James Ephraim Lovelock schreibt im Vorwort seines Buches: Gaia -- A new look at life on Earth (1979):
Das Bild von Mutter Erde oder, wie die Griechen sie vor langer Zeit nannten, von Gaia ist durch die Jahrhunderte weithin lebendig geblieben und zur Grundlage eines Glaubens geworden, der sich noch heute neben den großen Religionen behauptet. Aus den immer tieferen Einsichten in unsere natürliche Umwelt und dem Fortschritt der Ökologie sind jüngst Vermutungen erwachsen, wonach die Biosphäre mehr sein könnte als nur die Gesamtheit aller lebenden Wesen, die Land, Wasser und Luft als ihre natürlichen Lebensräume bevölkern. Alter Glaube und neuzeitliches Wissen, beides verschmolz gefühlsmäßig in jener Ehrfurcht, mit der die Astronauten mit ihren eigenen Augen und wir nur indirekt die Erde in all ihrer strahlenden Pracht vor dem tiefdunklen Hintergrund des Weltraums enthüllt sahen. Doch dieses Gefühl, so stark es sein mochte, beweist nicht, daß Mutter Erde lebt. Gleich einem religiösen Glauben läßt es sich nicht wissenschaftlich prüfen, ist es von seinem Wesen her dem Zugriff der Vernunft entzogen.

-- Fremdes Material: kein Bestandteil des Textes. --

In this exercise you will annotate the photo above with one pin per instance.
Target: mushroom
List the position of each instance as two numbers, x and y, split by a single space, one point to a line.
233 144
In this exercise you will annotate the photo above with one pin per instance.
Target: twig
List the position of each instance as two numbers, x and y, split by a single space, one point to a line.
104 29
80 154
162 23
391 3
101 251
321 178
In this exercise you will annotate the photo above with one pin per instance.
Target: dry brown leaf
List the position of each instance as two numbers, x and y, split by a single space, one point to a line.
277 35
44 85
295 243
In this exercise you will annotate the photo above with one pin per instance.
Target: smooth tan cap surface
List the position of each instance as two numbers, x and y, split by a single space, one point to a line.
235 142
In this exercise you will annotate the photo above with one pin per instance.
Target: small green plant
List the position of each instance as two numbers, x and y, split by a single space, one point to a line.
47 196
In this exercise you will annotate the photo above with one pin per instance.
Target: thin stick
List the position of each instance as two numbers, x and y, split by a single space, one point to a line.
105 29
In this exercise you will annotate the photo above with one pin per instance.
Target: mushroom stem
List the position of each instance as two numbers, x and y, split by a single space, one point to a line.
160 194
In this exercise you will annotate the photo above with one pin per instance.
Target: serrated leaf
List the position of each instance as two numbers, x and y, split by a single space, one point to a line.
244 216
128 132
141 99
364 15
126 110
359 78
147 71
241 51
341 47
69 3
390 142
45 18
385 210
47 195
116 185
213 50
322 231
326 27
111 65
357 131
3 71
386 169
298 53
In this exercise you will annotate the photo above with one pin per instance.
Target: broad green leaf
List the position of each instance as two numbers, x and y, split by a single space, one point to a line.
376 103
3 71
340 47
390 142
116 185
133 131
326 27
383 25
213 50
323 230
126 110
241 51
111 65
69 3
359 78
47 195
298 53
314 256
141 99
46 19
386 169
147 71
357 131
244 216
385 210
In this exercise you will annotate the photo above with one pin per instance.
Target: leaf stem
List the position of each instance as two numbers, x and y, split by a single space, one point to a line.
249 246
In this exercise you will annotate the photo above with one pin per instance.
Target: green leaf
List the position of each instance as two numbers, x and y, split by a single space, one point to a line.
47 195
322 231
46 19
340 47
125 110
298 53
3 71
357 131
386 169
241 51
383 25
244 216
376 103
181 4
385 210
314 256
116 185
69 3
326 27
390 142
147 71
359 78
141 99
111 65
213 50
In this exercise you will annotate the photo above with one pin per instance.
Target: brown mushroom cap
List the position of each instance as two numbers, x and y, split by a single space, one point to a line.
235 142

Der Planet Erde (Erdgöttin Gaia) ist nicht ohne seinen Mond (Mondgöttin Selene) denkbar. Erst seit kurzem weiß man, daß insbesondere die Hauptachse der Erde durch die gravitativen Gezeitenkräfte des Mondes stabilisiert wird. Aber auch das Magnetfeld, die Plattentektonik, die Impaktgeschichte und die thermische Entwicklung würde ohne den Mond anders aussehen. Die Existenz des Erdtrabanten war somit für ein stabiles Klima und für die Evolution von komplexen Lebensformen auf der Erde eine unabdingbare Voraussetzung.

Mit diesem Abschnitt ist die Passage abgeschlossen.